G. Pencegahan Leptospirosis

Ada beberapa cara yang dapat dilakukan untuk mencegah dan mengurangi risiko penyebaran
infeksi leptospirosis, yaitu:

 Mengenakan pakaian pelindung, sarung tangan, sepatu bot, dan pelindung mata saat
Anda bekerja di area yang berisiko menularkan bakteri Leptospira
 Menutup luka dengan plester tahan air, terutama sebelum kontak dengan air di alam
bebas.
 Mencuci tangan setiap sebelum makan dan setelah melakukan kontak dengan hewan
 Menjaga kebersihan lingkungan dan memastikan lingkungan rumah bebas dari tikus
 Melakukan vaksinasi hewan peliharaan atau ternak.
BAB III
Penutup
A. Kesimpulan
Leptospirosis merupakan penyakit yang ditularkan oleh bakteri Leptospira baik kepada
manusia maupun hewan.
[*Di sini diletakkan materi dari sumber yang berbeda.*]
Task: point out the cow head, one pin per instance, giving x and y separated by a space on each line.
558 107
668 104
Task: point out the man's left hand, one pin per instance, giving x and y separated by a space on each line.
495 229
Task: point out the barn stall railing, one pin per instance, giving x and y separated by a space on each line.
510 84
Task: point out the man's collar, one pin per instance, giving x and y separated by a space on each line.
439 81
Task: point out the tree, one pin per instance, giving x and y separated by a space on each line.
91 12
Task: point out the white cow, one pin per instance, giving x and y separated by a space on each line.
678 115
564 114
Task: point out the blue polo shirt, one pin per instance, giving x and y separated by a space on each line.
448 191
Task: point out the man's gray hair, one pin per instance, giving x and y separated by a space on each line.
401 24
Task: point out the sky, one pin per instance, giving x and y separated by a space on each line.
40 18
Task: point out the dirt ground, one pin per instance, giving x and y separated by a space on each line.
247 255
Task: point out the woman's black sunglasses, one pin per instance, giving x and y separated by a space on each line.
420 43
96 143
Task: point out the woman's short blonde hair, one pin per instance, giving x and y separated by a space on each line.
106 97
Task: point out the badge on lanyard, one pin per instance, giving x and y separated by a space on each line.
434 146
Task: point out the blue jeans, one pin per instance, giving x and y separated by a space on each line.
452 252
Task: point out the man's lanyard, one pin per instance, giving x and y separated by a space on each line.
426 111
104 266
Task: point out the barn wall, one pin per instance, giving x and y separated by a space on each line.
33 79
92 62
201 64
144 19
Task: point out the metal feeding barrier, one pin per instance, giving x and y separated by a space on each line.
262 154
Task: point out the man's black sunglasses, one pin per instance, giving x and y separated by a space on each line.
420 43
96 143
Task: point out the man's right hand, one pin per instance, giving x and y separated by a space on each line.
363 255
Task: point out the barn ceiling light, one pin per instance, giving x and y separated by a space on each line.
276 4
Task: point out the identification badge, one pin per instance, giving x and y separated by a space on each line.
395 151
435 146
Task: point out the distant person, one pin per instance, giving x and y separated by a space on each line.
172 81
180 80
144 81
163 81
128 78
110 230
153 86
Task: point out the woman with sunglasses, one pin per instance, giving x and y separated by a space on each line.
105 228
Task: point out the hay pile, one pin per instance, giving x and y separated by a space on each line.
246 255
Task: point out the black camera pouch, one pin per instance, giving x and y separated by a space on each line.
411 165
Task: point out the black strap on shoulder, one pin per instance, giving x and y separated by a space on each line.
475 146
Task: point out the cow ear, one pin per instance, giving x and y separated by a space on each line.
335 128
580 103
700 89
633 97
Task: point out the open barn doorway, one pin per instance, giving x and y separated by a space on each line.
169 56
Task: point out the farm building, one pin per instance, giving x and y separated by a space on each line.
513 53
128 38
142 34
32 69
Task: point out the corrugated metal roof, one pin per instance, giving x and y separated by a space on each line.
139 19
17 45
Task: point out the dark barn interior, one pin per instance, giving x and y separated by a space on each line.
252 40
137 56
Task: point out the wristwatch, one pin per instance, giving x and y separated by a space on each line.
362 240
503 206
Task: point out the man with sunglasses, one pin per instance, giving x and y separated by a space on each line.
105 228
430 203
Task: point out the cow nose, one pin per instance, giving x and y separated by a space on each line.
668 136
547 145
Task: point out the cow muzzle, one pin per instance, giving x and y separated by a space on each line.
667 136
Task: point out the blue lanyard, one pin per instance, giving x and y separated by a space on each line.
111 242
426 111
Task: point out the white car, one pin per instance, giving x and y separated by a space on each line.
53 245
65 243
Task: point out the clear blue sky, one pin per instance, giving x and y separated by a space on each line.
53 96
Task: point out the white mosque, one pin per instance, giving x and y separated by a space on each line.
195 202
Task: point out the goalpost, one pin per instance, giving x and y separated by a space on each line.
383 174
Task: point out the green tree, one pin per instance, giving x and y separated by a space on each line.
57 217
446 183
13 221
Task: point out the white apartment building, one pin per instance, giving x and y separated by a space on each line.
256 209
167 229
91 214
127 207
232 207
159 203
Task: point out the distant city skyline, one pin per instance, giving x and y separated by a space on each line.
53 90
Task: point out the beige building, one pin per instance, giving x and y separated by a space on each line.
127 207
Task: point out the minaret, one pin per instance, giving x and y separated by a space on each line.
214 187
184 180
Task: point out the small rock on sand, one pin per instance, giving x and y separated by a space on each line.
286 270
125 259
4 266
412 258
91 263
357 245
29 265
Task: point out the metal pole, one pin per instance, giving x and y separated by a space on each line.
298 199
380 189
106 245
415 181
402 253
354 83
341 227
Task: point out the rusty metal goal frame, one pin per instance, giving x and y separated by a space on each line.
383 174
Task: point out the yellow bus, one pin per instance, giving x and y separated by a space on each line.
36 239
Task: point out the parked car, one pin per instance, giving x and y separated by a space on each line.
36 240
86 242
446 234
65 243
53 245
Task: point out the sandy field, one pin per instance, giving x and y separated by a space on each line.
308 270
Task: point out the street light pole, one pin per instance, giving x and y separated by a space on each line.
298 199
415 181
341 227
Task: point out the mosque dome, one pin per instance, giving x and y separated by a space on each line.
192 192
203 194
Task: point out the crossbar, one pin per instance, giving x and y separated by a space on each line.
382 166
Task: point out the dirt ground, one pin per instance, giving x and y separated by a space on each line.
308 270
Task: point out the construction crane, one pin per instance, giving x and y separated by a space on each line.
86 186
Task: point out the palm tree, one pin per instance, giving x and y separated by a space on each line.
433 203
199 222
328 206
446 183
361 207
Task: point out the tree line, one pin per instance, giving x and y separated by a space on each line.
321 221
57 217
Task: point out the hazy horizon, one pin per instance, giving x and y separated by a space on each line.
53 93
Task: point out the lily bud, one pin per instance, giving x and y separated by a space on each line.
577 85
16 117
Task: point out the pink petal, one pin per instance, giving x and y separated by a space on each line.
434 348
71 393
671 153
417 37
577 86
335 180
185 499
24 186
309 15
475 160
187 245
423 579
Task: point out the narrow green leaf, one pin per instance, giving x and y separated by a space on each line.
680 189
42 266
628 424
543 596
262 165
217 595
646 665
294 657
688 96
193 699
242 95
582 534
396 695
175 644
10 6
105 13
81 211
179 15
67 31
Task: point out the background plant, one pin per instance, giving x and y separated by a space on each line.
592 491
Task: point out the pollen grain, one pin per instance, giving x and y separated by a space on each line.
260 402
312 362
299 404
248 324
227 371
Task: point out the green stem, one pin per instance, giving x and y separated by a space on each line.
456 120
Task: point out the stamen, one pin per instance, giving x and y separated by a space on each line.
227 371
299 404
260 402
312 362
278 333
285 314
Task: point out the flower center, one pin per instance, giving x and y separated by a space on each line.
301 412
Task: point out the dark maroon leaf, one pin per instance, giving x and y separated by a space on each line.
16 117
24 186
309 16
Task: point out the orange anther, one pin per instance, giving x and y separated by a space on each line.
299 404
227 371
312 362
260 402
Penyakit ini terjadi karena adanya interaksi yang kompleks antara
pembawa penyakit, tuan rumah/pejamu dan lingkungan. Bakteri Leptospira bersifat komensal
pada ginjal mamalia, termasuk tikus.
B. Saran

3
Diharapkan masyarakat dapat menggunakan video pencegahan dan pengendalian
leptospirosis sebagai media untuk meningkatkan pengetahuan,sikap dan tindakan/praktik
pencegahan dan pengendalian leptospirosis.